In the past, a common estate planning technique to shift future appreciation on a sale of property would be to sell the property for a private annuity. This provided an income stream to the seller, and also allowed the seller to defer taxes on any gain until payments were received.
In 2006, the IRS issued proposed regulations that disallow any deferral of tax on gains – instead, all gain on sale is taxed in the year of sale. For many, this is perceived as a death blow to the planning technique.

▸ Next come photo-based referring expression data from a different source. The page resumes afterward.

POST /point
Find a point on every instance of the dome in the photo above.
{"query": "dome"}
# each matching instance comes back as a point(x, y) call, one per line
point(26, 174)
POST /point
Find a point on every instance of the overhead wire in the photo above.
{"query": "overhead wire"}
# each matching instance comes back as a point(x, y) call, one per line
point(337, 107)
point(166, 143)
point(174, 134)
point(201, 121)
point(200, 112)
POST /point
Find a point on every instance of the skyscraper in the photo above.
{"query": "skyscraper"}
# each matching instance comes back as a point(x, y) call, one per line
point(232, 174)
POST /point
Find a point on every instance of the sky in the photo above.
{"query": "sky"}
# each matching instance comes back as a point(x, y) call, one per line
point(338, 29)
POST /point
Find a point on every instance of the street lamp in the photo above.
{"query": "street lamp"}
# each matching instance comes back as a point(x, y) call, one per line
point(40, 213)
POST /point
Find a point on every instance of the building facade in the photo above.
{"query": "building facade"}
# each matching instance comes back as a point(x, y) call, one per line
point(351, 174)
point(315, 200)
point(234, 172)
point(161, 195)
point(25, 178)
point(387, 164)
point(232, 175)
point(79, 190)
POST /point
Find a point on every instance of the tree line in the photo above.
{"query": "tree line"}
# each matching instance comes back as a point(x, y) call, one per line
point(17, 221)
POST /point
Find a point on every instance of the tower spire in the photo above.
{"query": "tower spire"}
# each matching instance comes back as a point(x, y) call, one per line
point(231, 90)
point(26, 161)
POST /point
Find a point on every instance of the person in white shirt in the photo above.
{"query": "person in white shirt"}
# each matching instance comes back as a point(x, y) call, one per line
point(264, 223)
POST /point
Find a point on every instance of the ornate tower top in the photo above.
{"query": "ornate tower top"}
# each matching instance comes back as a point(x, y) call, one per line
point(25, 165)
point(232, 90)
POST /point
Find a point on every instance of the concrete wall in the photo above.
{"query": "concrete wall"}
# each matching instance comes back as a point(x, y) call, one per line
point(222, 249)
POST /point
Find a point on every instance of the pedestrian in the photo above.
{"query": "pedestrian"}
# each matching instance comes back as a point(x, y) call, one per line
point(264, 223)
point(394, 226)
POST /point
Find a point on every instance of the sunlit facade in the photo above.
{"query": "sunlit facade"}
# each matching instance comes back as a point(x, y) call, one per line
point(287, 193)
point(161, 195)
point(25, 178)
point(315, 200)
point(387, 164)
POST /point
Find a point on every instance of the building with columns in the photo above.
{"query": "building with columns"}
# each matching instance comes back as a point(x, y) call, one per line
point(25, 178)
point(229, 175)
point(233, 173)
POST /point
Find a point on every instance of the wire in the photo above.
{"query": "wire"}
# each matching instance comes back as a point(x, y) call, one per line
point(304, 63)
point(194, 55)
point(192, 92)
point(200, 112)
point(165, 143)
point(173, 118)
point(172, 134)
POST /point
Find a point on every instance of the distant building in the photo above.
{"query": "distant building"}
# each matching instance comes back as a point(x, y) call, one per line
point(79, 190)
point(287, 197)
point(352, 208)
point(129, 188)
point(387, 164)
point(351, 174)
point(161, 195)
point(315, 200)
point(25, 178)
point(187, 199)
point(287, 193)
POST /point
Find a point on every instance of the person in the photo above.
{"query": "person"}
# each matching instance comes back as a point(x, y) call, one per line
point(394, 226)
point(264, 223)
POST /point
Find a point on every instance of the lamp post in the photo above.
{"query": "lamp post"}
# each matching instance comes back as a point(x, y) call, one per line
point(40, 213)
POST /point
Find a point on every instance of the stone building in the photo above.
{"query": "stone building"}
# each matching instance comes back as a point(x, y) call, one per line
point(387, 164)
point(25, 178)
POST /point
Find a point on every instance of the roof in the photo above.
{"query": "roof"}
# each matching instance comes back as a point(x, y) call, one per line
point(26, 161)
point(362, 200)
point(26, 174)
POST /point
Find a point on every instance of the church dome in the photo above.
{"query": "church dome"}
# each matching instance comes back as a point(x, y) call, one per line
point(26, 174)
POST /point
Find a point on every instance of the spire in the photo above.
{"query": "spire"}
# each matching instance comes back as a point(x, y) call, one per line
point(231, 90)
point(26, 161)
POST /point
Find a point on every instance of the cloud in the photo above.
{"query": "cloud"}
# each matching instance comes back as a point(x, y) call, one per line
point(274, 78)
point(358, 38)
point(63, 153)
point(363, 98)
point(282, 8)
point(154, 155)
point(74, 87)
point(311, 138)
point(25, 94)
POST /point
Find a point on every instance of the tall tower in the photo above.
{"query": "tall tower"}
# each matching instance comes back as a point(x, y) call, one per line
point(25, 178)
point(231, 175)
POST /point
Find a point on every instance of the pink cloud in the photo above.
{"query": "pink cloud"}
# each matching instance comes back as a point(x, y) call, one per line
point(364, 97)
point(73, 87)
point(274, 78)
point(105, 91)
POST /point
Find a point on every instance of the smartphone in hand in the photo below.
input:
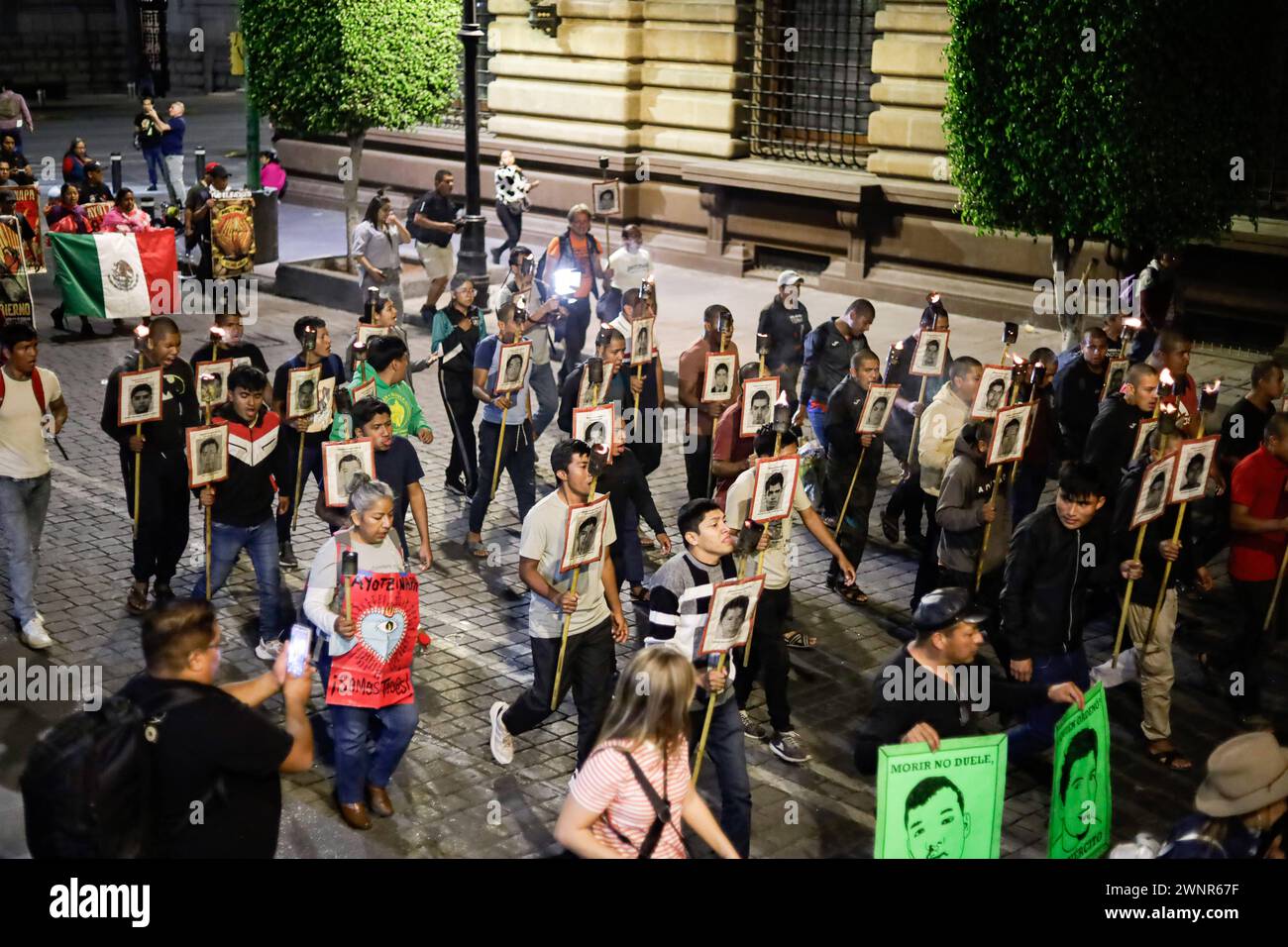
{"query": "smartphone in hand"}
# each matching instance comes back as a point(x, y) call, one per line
point(297, 650)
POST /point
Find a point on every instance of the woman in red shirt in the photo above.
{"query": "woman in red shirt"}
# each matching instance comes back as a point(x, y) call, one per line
point(608, 812)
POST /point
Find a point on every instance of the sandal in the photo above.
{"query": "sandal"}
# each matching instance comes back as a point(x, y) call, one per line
point(851, 592)
point(1170, 759)
point(798, 639)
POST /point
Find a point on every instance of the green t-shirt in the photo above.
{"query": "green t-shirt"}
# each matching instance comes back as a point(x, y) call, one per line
point(403, 408)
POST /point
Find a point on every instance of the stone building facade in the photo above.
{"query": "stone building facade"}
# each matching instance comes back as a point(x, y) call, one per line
point(751, 137)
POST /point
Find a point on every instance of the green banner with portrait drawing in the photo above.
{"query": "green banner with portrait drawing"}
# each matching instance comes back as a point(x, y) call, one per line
point(1081, 814)
point(944, 802)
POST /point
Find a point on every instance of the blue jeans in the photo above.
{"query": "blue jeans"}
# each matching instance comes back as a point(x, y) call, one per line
point(22, 518)
point(516, 459)
point(1038, 728)
point(356, 762)
point(275, 611)
point(816, 418)
point(728, 753)
point(156, 166)
point(542, 380)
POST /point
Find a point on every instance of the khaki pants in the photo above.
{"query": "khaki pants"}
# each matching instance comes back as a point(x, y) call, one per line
point(1157, 673)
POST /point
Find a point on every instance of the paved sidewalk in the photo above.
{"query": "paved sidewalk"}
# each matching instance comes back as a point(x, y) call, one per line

However, even with a current income tax bite, there are still advantages to the technique and justify its use in appropriate circumstances:
a. The benefit of shifting future appreciation out of the seller’s gross estate for estate tax purpose still fully applies (although this can backfire if a seller substantially outlives his or her life expectancy, since the total annuity payments may then exceed the value of the property plus appreciation).
b. Income taxes may not be a major issue. For example, there may not be much current appreciation (i.e., little or no gain) in the property. Or perhaps the seller has other losses they can use to offset the gain.
c. For 2012, recognizing long-term capital gain may be a good thing since maximum rates are only 15%, and are scheduled to increase next year.
d. In the past, a seller of property for an annuity could not secure the annuity obligation with a pledge or mortgage on property, because that would prevent income tax deferral. Thus, sellers had to take on increased risk of loss as to a default by the buyer. Now that deferral of tax is off the table, sellers can secure the payment obligation without giving up anything.